He also thinks it ended early. "They stopped it I think too fast," St-Pierre said. "I think Aiemann could have recovered and Aiemann has a joker in his game if I can use this expression. He's very good on the floor and he never really uses it." St-Pierre was careful to credit Firas Zahabi as the architect, noting he was in the corner offering occasional advice rather than running the camp. His conclusion: "I think with what he had, that was the best game plan but we unfortunately didn't see all of it because the fight didn't last until the end."
The throughline
Read together, the three takes are one argument. Retire before the sport takes the decision out of your hands. Earn the comeback by submitting to discomfort instead of buying your way around it. And judge a fighter by the plan he ran, not by the highlight-reel ending. St-Pierre is a process man in a results business, and he is consistent about it even when the result lands on his own gym.
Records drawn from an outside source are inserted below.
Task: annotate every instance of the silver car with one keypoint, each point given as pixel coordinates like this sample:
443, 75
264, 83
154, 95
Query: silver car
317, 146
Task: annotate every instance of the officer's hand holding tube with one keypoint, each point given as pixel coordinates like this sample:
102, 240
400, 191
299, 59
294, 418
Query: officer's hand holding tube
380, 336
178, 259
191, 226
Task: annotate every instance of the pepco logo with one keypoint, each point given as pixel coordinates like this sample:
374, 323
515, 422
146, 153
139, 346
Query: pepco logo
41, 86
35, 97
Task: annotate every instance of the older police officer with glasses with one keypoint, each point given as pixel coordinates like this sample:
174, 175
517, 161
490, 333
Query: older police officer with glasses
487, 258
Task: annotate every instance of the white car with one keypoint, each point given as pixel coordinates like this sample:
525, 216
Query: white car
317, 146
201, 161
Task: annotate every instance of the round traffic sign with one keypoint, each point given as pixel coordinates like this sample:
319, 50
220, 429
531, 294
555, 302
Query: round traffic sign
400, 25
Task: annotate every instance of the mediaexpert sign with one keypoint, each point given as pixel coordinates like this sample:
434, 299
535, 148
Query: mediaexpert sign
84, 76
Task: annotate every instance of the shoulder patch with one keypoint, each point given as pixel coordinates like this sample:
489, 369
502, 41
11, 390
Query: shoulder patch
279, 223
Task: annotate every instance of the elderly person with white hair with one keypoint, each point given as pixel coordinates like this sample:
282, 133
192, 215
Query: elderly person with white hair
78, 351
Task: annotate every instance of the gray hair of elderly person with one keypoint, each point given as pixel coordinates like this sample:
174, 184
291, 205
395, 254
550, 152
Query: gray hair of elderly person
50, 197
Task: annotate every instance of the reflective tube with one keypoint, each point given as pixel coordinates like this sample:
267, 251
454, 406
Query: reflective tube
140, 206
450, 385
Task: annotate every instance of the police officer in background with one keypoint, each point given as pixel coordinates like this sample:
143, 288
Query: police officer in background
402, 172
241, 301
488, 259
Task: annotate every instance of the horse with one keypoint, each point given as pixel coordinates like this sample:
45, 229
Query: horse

A footnote we will own, since the June 14 card is fresh in our ledger. We made Topuria a HIGH-confidence pick at 77.4 percent going into the Gaethje fight, the 4-input stack actually sat at 56.9 percent (only LOW), and he got knocked out. That is exactly the kind of certainty St-Pierre keeps warning fighters away from. The man retired on top twice and still talks like someone who knows the sport will tempt you into one more. He is usually right about that, even when our own model gets caught leaning the wrong way.